Report Date...: 8/17/20
Fellow delivers keynote on design and innovation in Africa
Fellow(s): Maureen Macharia
2018 fellow Maureen Macharia presented on the role of design in a post-COVID-19 era at last month’s UX South Africa, a virtual conference focused on designing for today, tomorrow and beyond. Maureen is a designer and founder of Spindle Design, an agency that partners with companies and entrepreneurs to bring people-centered design across multiple sectors throughout Africa.

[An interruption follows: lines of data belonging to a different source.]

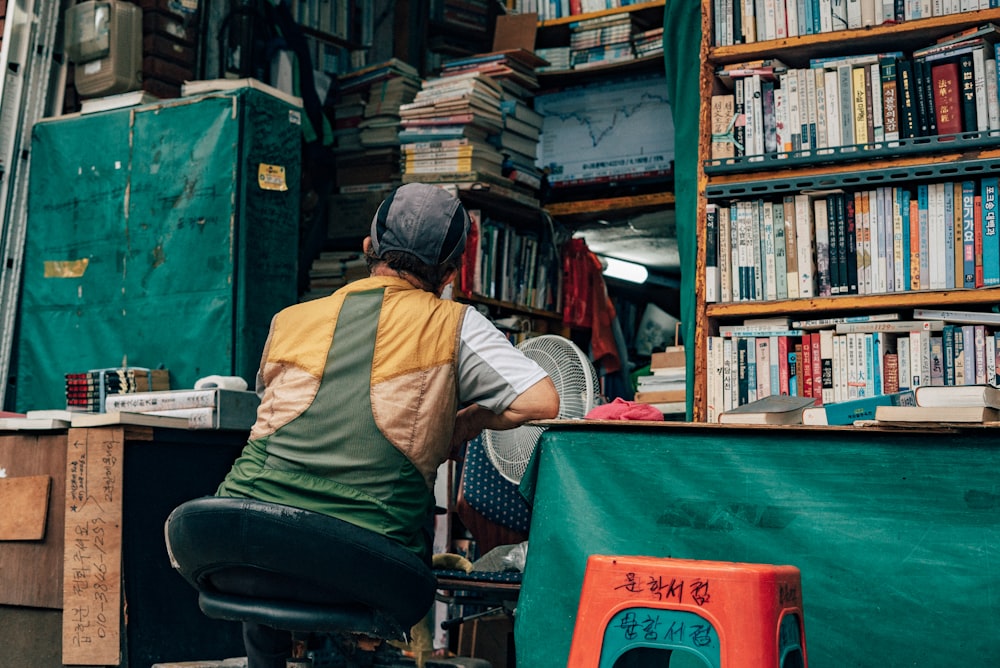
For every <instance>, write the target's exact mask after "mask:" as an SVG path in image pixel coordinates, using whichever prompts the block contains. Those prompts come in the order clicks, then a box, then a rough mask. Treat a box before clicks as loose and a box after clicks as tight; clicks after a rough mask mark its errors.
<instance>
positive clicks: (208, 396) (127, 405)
mask: <svg viewBox="0 0 1000 668" xmlns="http://www.w3.org/2000/svg"><path fill="white" fill-rule="evenodd" d="M259 405H260V398H259V397H258V396H257V394H256V393H255V392H250V391H248V390H226V389H222V388H217V387H215V388H205V389H200V390H194V389H191V390H164V391H160V392H131V393H127V394H112V395H110V396H108V398H107V400H106V401H105V405H104V408H105V410H106V411H108V412H112V411H128V412H133V413H148V412H150V411H165V410H173V409H177V408H202V407H215V408H218V409H220V410H228V411H243V410H252V411H253V412H256V410H257V406H259Z"/></svg>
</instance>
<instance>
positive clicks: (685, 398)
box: [635, 346, 687, 415]
mask: <svg viewBox="0 0 1000 668" xmlns="http://www.w3.org/2000/svg"><path fill="white" fill-rule="evenodd" d="M636 386H637V387H636V393H635V401H636V402H638V403H643V404H650V405H651V406H655V407H656V408H657V409H659V410H660V411H661V412H662V413H663V414H664V415H667V414H677V413H684V412H686V410H687V361H686V357H685V354H684V346H667V348H666V349H665V350H664V351H662V352H654V353H653V354H652V356H651V359H650V362H649V374H648V375H645V376H639V377H638V378H637V380H636Z"/></svg>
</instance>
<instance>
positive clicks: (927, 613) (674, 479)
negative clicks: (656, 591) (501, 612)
mask: <svg viewBox="0 0 1000 668" xmlns="http://www.w3.org/2000/svg"><path fill="white" fill-rule="evenodd" d="M869 434H870V435H869ZM998 466H1000V446H998V445H997V442H996V436H995V435H994V434H993V433H992V432H991V431H989V430H968V431H966V432H965V433H961V434H956V433H953V434H926V433H924V434H915V433H908V432H897V433H885V432H878V433H873V432H865V431H861V432H859V431H854V430H834V429H826V430H803V429H801V428H799V429H754V430H751V429H745V430H739V429H726V428H721V429H720V428H718V427H715V426H708V425H706V426H694V425H677V426H673V427H661V426H647V427H633V428H628V427H625V426H618V427H616V428H615V429H614V431H609V430H608V429H607V428H601V427H598V426H596V425H595V426H591V427H589V428H573V427H566V428H564V427H552V428H549V429H548V430H547V431H546V432H544V433H543V435H542V437H541V440H540V443H539V446H538V448H537V449H536V451H535V457H534V459H533V461H532V465H531V467H529V470H528V472H527V473H526V475H525V477H524V479H523V480H522V483H521V489H522V491H523V492H526V493H527V494H528V495H529V496H530V497H531V498H532V499H533V504H534V506H533V513H532V520H531V531H530V536H531V538H530V540H529V547H528V559H527V565H526V568H525V574H524V581H523V585H522V589H521V597H520V599H519V602H518V607H517V616H516V626H515V640H516V645H517V658H518V661H517V665H518V666H523V667H525V668H531V667H533V666H563V665H566V659H567V657H568V656H569V649H570V645H571V641H572V636H573V626H574V622H575V617H576V613H577V609H578V605H579V597H580V587H581V585H582V583H583V575H584V569H585V566H586V560H587V557H588V556H589V555H591V554H605V555H645V556H654V557H676V558H688V559H706V560H721V561H737V562H748V563H770V564H791V565H793V566H796V567H798V568H799V569H800V571H801V573H802V592H803V605H804V612H805V635H806V646H807V651H808V655H809V656H808V658H809V666H810V668H843V667H844V666H880V667H882V668H893V667H899V668H902V667H904V666H967V665H979V666H994V665H1000V643H998V642H997V629H998V628H1000V513H998V509H1000V494H998V490H997V482H996V471H997V470H998ZM713 594H716V595H717V594H718V592H717V591H715V592H713Z"/></svg>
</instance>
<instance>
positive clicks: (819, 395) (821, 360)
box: [809, 332, 823, 406]
mask: <svg viewBox="0 0 1000 668" xmlns="http://www.w3.org/2000/svg"><path fill="white" fill-rule="evenodd" d="M809 347H810V348H812V365H813V372H812V378H813V393H812V396H813V398H815V399H816V405H817V406H822V405H823V359H822V357H820V353H819V332H813V333H812V334H810V335H809Z"/></svg>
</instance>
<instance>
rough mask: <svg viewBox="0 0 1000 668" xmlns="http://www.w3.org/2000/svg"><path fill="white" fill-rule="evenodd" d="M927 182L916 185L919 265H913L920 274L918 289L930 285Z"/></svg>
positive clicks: (929, 253)
mask: <svg viewBox="0 0 1000 668" xmlns="http://www.w3.org/2000/svg"><path fill="white" fill-rule="evenodd" d="M927 199H928V195H927V184H926V183H921V184H920V185H919V186H917V215H918V221H917V224H918V225H919V229H920V267H919V269H918V268H917V267H914V269H918V271H919V275H920V289H921V290H927V289H928V288H930V287H931V284H930V279H931V268H930V238H929V237H930V225H929V223H930V220H929V219H928V211H927Z"/></svg>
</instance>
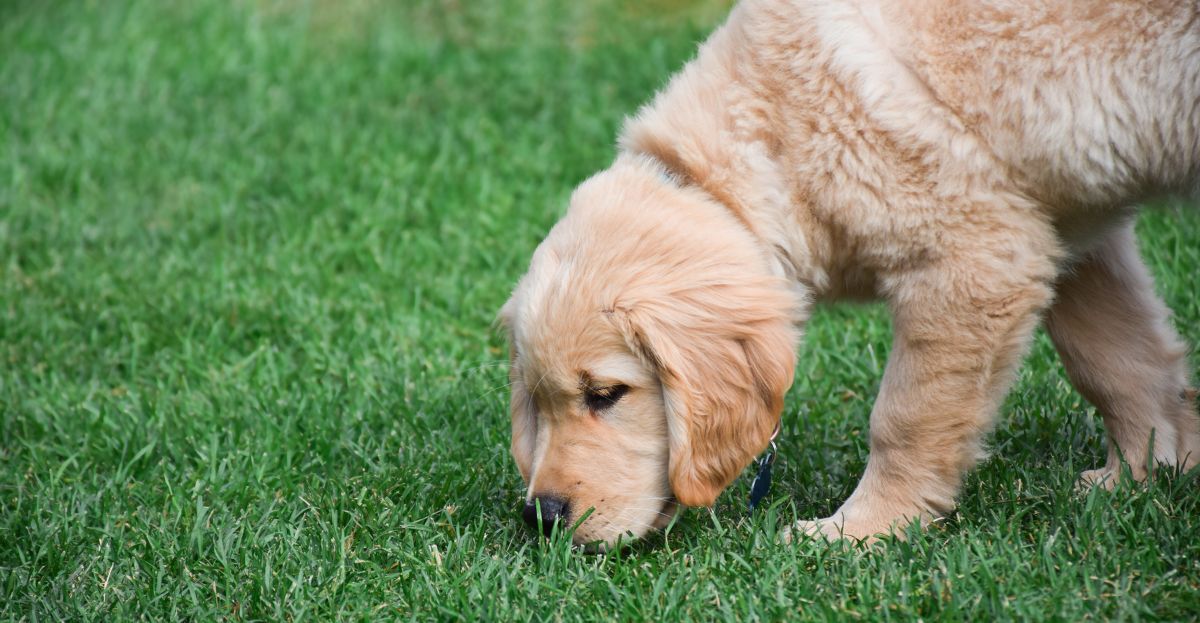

In her keynote, Maureen spoke about how design can shape the future of innovation in Africa, focusing specifically on designing in a crisis: “Does design fit into shaping a post-crisis world? The short answer, without a shadow of a doubt in my mind: yes,” she said. Maureen stressed the need for designers to be agile, adaptive and ready to “unlearn, learn and re-learn.” She also spoke about how the COVID-19 pandemic has opened opportunities for designers to create new solutions, new collaborations and new avenues for partnerships: “Opportunity is all around us – we need to be the one to adapt to it,” she said.
Despite global shifts in work and workplaces, Maureen reminded the audience that design will always be a team sport, and together designers must innovate for change. “Don’t waste the crisis. Don’t waste your skills. It’s an opportunity to tap into a number of the challenges we see,” she said.